Publicado originalmente na Cinética em Outubro de 2008.
A ruína da intimidade
Logo nos primeiros planos de O Lar, vemos uma cena bastante atípica: um garoto, com não mais que dez anos de idade, divide um banho de banheira com sua irmã, já mulher feita. A naturalidade da exposição de uma jovem mulher em sua nudez absoluta condensa, naquela simples construção de cena, um sentimento de intimidade de força muito particular. Estamos diante de uma família diferente, de fato, só que essa diferença não corre por um caminho de excentricidades, e sim se instala em uma expressão de naturalidade completa, de integração absoluta. É assim que esse núcleo de personagens nos é apresentado e, nesse momento, já não resta dúvidas: há algo, ali, muito precioso a ser conservado. Ao se isolar no meio do nada, essa família criara um mundo autônomo (apenas o pai parece manter contato direto com o mundo “exterior”), em uma casa onde as cortinas são desnecessárias e a dieta é regida por chicletes, cigarros e pão com chocolate. E vivem, dessa maneira, em aparente felicidade.
Aos poucos, descobriremos que essa intimidade seria fruto de uma das questões mais antigas do cinema: o paraíso perdido. Se, ao menos, desde Robert Flaherty o cinema serve como palco de reconstrução para um lar perdido irrecuperável (seja ele físico – como na Terra de Ninguém de Terrence Malick – ou metafórico – como em Cidadão Kane), Ursula Meier realiza, nesse primeiro longa-metragem para cinema, uma ação desconstrutiva bastante surpreendente: partir dessa intimidade conquistada, para a exploração de suas razões e motivações. Nesse sentido, o retorno do paraíso perdido como espaço-questão de encenação proposto por Ursula Meier estaria mais próximo ao realizado por M. Night Shyamalan em A Vila (2004), do que ao de sua contemporânea Pascale Ferran, em Lady Chatterley (2006). Em vez de pensar o refúgio idílico como suspensão existencial, a realizadora o encara como sintoma de uma angústia social anterior.
Esse conforto será ameaçado pela maculação do paraíso: uma estrada construída do dia para a noite, cortando aquele infinito quintal de liberdade. Mais do que uma simples interação entre mundos, a estrada servirá como espaço-potência onde serão projetados os sonhos e inseguranças de cada personagem: motivo de excitação primeira para o pai (Olivier Gourmet); território novo a ser explorado pelo aventureiro filho mais novo (não há plano mais ilustrativo do que a pintura “indígena” feita com o piche e a tinta branca da estrada); possibilidade de partida para a filha mais velha (Adélaïde Leroux); fonte de paranóia higiênica para a filha do meio; e um medo, tão estranho como presente (no que a câmera de Agnés Godard, e a construção sonora fazem lembrar a inexplicável tensão de O Intruso, de Claire Denis), por parte da mãe (Isabelle Huppert). Se, em um primeiro momento, as crianças marcam o asfalto fresco com suas pegadas, logo o gato será preso a uma corrente, as janelas ganharão cortinas, e os sentimentos serão amplificados pelo incessante ir e vir dos automóveis.

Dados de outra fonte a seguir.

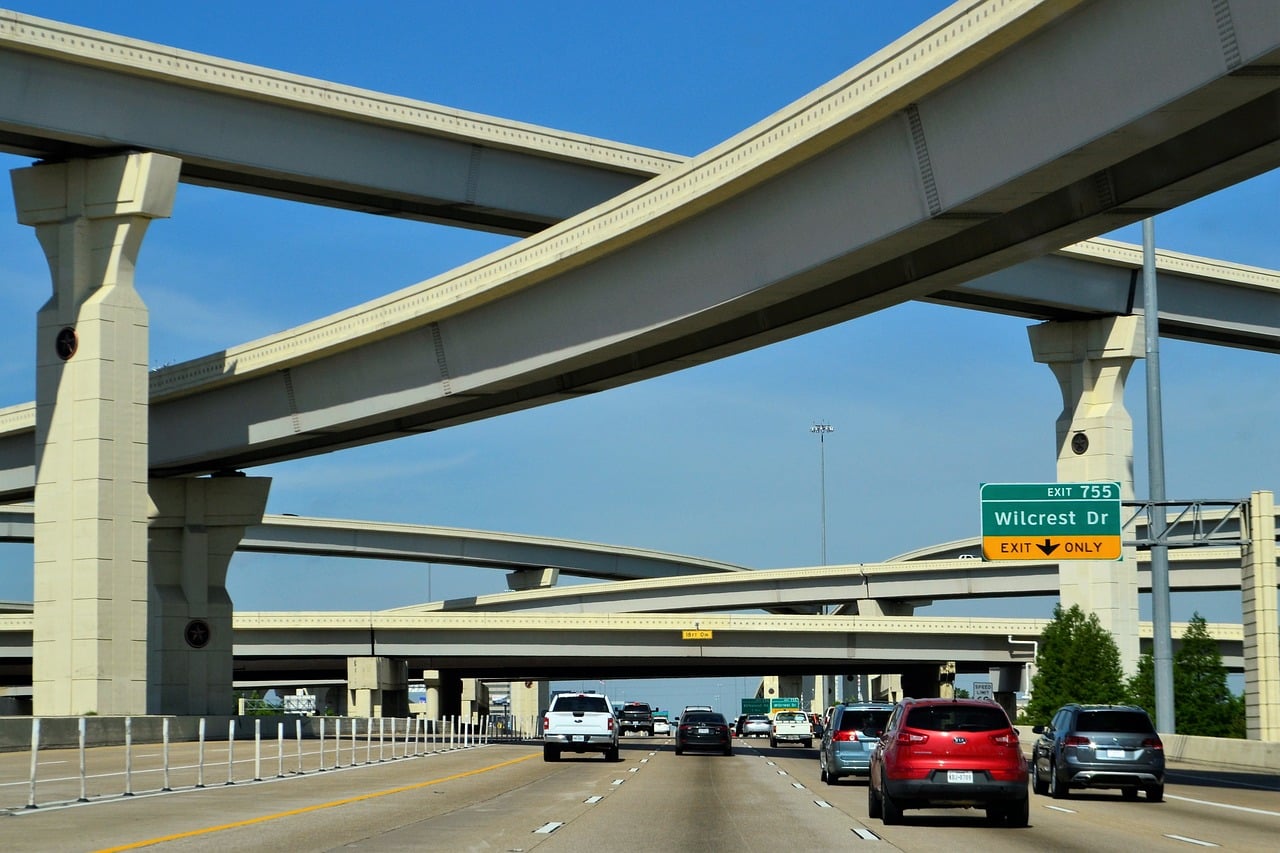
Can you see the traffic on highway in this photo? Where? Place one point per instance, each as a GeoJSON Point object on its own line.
{"type": "Point", "coordinates": [501, 794]}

Mais do que querer fazer um filme de personagens (algo que O Lar é, como poucos filmes contemporâneos são) ou um experimento de desconstrução social, Ursula Meier se mostra, nessa sua estréia em longa-metragem, realmente interessada naquela situação como tecido cinematográfico. Pois se os atores geram personagens de fato fascinantes, é a maneira como a realizadora mexe, constantemente, com a intimidade estrutural de seu filme que faz de O Lar uma obra realmente notável. Assim como o isolamento ameaçado serve como disparo para uma aceleração radical nos arcos dramáticos de cada personagem, é ele quem determina a transição de gêneros (da comédia colorida para o terror claustrofóbico à Possuídos, de William Friedkin), a elasticidade do registro da câmera (absolutamente solta e móvel em um primeiro momento, mas progressivamente estática quando o isolamento se intensifica), a construção climática da banda sonora (com acertadas intervenções prematuras que indicam, para o espectador, o descarrilamento que está por vir) e a reconfiguração de signos e gêneros cinematográficos (da inversão do road movie¸ ao paroxismo do kammerspiel).
Se há uma aparência de experiência laboratorial na trama de O Lar, ela é logo destruída pela fidelidade incondicional da realizadora a seus personagens e situações. Todo paraíso perdido é, ao fundo, resposta a uma condição anterior que precisa, de fato, ser confrontada. Em O Lar, Ursula Meier usa uma casa e uma estrada para levar suas personagens à vertigem da existência. E o faz com uma entrega – humana e cinematográfica – tão palpável que, aos poucos, seu pequeno e livre filme mostra ter fôlego suficiente para derrubar pares que, encastelados em conceitos e aparências, se escondem atrás de paredes de papelão.